In essence, the foregoing structure tracks the original contours of the infancy defense by immunizing very young children from prosecution and by treating most older minors as presumptively ineligible for adult criminal prosecution. What this approach leaves uncertain, however, is what, if any, role the infancy defense should play in juvenile delinquency cases. Most of the state courts that have addressed the issue have declared that the infancy defense is inapplicable to juvenile court prosecutions because it was intended to guard children from the harshness of the adult penal system and therefore has no relevance to a rehabilitation-oriented juvenile court system. (See, e.g., Gammons v. Berlat, 144 Ariz. 148, 696 P.2d 700 (Ariz. 1985); In re Tyvonne, 211 Conn. 151, 558 A.2d 661 (Conn. 1989); In the Interest of G.T., 409 Pa. Super. 15, 597 A.2d 638 (Pa. 1990).) Some courts, however, have relied upon the common law doctrine to construe the applicable statutes as prohibiting prosecution of young children who lack the capacity to appreciate the wrongfulness of their actions or to form the mental element of the charged offense. (See In re William A., 393 Md. 690, 698–699, 548 A.2d 130, 134 (1988), infancy defense is "a firmly established principle of common law" and therefore juvenile code's silence on subject must be construed as signifying legislative intent that defense remain in effect. See also In the Matter of Robert M., 110 Misc.2d 113, 116, 441 N.Y.S.2d 860, 863 (N.Y. Fam. Ct. 1981) (although finding traditional infancy defense to be inapplicable to delinquency cases, court relies on common law and social scientific literature to construe juvenile code as prohibiting conviction of those children whose "immaturity . . . negatives the requisite specific intent" to commit charged crime).)
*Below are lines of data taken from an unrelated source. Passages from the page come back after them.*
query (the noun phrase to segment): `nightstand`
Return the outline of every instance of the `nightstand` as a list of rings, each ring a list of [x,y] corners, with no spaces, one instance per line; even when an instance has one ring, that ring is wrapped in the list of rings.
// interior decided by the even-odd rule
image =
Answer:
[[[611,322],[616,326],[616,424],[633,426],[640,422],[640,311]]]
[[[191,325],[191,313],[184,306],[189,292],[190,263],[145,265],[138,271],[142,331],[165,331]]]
The infancy defense and concepts akin to it are likely to play an increasingly important role in both adult and juvenile court in the coming years. In the 1980s and 1990s, due at least in part to high-profile cases of youth violence and politicians' calls for aggressive responses, there have been significant increases in the number of children transferred to adult court for prosecution and there appear to be increases in the number of juvenile court prosecutions of very young children. At the same time, emerging psychological data are raising significant questions about the capacity of even older adolescents to make competent waivers of rights and other judgments expected of criminal defendants. As a result, there may be greater attention paid to existing infancy defense statutes that apply to adult criminal prosecutions and further litigation on the applicability of the defense to juvenile court. Moreover, a social scientist has suggested that the data available thus far calls for the adoption of a new standard of "adjudicative competence," which would prohibit adult court prosecutions of adolescents who are less capable than adults to understand the nature of the proceedings and to participate meaningfully in their own defense (see Grisso and Schwartz, forthcoming).
Although the infancy defense is framed in a way that makes it relevant solely at the guilt-innocence stage of a criminal trial, the doctrine's underlying rationale also supports the treatment of the young age of the offender as a factor that should mitigate punishment. Indeed, this reasoning is necessarily implicit in the case law deeming the defense to be inapplicable to a juvenile court system that is designed to rehabilitate, not punish, offenders. The criminal justice system has, in various ways, recognized that youth is relevant to mitigation of punishment (e.g., in death penalty statutes and sentencing guidelines that treat youth as a mitigating factor and in judges' sentencing decisions in individual cases) but the legislatures and courts thus far have not adopted a categorical approach to the subject of youth at sentencing. Indeed, the Supreme Court has held that the Eighth Amendment's cruel and unusual punishment clause does not bar execution of children who were at least sixteen at the time of the crime (Stanford v. Kentucky, 492 U.S. 361 (1989)) even though several states' statutes and international conventions prohibit the execution of individuals who were under the age of eighteen at the time of the crime.